2010 marked the fourth straight year that Larry Wieczorek’s men’s cross country squad had been singled out for its academic prowess. This year’s honor also marked the third straight year that the UI’s softball team was honored for its work in the classroom.
“The same hard work our student-athletes put in on the tennis court is expected in the classroom. And, at the University of Iowa, that commitment paired with the support they receive at the Gerdin Athletics Learning Center and across campus provides each of our student-athletes a great opportunity to have success academically,” said Katie Dougherty, head coach of the UI’s women’s tennis program.

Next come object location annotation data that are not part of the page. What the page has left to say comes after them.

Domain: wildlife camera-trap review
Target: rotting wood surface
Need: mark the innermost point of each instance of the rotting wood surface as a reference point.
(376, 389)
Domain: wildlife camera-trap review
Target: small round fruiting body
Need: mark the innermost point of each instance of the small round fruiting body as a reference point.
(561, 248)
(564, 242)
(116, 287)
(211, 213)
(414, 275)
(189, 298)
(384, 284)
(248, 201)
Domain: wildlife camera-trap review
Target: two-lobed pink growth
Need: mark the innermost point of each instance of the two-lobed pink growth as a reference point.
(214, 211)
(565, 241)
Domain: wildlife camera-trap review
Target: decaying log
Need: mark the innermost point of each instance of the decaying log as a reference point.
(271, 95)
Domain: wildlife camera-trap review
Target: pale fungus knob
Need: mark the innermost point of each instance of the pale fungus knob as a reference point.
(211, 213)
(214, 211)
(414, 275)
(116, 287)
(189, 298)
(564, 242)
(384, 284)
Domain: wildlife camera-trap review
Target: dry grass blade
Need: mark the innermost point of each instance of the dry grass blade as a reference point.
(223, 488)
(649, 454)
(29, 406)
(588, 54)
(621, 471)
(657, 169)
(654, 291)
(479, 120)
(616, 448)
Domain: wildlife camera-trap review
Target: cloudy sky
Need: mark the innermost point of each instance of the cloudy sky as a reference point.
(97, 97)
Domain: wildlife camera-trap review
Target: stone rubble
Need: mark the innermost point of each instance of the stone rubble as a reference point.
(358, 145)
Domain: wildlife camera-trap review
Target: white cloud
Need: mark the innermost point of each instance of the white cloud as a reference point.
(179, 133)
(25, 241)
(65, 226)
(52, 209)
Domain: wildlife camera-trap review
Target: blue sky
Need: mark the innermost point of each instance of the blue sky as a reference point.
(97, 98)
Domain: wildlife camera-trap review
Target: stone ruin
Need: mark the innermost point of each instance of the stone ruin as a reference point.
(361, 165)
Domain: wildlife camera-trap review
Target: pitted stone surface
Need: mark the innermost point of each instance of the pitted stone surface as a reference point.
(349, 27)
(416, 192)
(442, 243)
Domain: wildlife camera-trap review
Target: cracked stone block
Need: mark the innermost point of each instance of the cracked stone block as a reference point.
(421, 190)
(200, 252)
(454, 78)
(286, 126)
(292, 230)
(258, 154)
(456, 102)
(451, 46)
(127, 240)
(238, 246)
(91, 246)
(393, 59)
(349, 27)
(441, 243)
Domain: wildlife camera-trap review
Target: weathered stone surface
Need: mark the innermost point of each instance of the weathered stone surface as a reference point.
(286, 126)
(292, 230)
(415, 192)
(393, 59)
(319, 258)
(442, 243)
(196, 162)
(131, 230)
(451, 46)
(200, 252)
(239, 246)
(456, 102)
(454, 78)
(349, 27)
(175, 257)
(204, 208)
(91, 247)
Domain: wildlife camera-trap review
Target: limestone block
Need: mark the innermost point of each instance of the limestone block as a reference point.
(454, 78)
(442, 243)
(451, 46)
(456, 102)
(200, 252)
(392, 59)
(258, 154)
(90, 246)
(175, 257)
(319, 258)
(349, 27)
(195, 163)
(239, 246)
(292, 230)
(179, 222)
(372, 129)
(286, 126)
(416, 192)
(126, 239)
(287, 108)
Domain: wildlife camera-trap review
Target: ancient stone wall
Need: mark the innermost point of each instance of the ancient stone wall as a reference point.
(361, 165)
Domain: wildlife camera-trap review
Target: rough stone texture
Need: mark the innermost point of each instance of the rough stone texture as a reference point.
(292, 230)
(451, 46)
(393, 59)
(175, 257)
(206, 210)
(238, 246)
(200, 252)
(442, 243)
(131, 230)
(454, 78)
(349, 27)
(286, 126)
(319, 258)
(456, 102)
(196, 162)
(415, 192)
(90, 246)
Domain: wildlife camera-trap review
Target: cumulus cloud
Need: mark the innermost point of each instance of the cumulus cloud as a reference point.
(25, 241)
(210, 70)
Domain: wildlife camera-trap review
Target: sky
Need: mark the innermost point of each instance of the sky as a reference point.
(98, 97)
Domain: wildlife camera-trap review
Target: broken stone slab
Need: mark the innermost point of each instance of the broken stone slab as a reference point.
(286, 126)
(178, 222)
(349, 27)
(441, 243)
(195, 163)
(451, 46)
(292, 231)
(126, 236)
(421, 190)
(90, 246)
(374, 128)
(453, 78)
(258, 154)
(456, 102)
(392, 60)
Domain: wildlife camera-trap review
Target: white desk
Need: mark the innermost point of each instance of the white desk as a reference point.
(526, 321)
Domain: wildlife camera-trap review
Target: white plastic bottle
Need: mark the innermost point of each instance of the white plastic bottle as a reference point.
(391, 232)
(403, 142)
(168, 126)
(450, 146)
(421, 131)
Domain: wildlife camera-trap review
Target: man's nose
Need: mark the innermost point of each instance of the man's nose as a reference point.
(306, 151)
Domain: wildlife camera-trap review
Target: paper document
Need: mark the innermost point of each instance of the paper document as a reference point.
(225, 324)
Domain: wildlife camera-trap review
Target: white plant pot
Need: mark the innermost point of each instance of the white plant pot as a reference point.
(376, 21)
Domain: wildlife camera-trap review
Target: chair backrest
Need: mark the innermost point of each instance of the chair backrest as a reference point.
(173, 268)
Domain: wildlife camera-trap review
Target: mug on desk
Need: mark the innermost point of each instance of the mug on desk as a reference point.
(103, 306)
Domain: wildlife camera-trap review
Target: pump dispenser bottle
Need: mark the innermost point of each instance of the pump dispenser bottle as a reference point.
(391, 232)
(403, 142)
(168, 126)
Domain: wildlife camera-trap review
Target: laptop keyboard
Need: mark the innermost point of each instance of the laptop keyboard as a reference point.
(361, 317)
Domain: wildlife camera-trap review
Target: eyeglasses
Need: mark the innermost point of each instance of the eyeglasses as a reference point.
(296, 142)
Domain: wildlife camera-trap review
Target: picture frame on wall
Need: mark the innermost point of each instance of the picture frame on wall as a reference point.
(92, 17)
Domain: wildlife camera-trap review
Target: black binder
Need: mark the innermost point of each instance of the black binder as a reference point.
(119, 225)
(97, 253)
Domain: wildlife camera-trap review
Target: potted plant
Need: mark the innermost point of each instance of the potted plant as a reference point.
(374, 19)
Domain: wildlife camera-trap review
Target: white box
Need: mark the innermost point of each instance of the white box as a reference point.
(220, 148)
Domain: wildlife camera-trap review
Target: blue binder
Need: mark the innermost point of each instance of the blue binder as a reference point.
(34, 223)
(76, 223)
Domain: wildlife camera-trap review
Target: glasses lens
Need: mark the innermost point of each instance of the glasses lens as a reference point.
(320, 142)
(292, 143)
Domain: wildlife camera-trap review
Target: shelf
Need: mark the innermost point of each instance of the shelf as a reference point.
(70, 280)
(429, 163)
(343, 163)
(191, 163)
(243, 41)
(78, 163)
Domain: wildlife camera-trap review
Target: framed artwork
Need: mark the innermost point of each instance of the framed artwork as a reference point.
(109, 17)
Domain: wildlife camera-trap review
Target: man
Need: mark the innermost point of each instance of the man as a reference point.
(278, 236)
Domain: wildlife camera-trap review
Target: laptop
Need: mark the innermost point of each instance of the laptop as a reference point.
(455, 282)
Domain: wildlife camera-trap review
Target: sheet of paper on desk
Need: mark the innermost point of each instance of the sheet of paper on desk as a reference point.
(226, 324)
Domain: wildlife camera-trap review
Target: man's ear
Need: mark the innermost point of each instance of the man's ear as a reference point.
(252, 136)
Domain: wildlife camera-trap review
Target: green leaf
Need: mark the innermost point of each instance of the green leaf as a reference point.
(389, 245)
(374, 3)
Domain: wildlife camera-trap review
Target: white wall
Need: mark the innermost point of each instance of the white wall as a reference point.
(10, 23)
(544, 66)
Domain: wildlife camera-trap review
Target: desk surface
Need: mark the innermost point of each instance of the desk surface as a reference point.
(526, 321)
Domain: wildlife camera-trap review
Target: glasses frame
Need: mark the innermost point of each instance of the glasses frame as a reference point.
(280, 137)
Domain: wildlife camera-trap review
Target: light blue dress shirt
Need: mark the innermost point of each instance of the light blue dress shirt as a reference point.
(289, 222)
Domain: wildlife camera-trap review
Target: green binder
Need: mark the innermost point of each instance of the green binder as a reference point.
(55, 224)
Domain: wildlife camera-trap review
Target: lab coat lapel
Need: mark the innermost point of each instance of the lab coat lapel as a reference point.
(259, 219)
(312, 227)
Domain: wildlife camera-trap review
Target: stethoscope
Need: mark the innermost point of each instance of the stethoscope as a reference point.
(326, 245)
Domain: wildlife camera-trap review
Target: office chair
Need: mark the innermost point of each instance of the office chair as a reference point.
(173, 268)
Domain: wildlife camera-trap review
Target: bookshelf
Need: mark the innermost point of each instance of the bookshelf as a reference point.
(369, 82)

Through its innovative APR, which provides an annual scorecard of academic achievement, the NCAA tracks the classroom performance of student-athletes on every Division I sports team. Full APR scores for all teams will be released on May 24.
“A commitment to academic success is part of the culture for student-athletes at the University of Iowa. I’m excited for these teams that their commitment to competing as hard in the classroom as they do in competition has resulted in this level of achievement and recognition. They should be proud of their work. I know I am and I know fans of the Hawkeyes are,” said Gary Barta, the UI’s director of athletics.
“As Katie suggests, academic success is a team effort at the UI that begins with the student-athlete and includes their coaches and long list of staff committed to help them achieve academically. These student-athletes took full advantage of the opportunity that is available to all of our student-athletes,” said Fred Mims, the UI’s associate athletics director for student services and compliance.
NCAA President Mark Emmert said top-performing teams this year posted APR scores ranging from 977 to a perfect 1,000. The number of teams in some sports may exceed 10 percent depending on the number of perfect scores.
“Most student-athletes excel at balancing their academic and athletics commitments, yet each year there are those who perform at extraordinary levels,” Emmert said. “By achieving the highest levels of academic success as a team, these young men and women truly embody what it means to be a successful NCAA student-athlete.” By measuring eligibility and retention each semester or quarter, the APR provides a clear picture of the academic culture in each sport, Emmert said. The most recent APRs are multi-year rates based on scores from the 2006-07, 2007-08, 2008-09 and 2009-10 academic years.
The 909 teams publicly recognized this year for high achievement represent 14 percent of the 6,385 eligible Division I teams. The list includes 525 women’s teams and 384 men’s or mixed squads. For the first time with its public recognition awards, the NCAA is separating the sport of football by its bowl and championship subdivisions.
A total of 239 institutions, out of 335 Division I colleges and universities, placed at least one team on the top APR list. Another 11 schools that offer athletics in more than one division, out of 52 overall within the NCAA, placed Division I teams on the list as well. Last year, 841 teams were recognized. In the six years of the NCAA’s academic reform program, 1,992 different teams have received Public Recognition Awards, representing 31 percent of eligible sports teams during that time. Of that total, 260 teams have received Public Recognition Awards each of the six years of the program.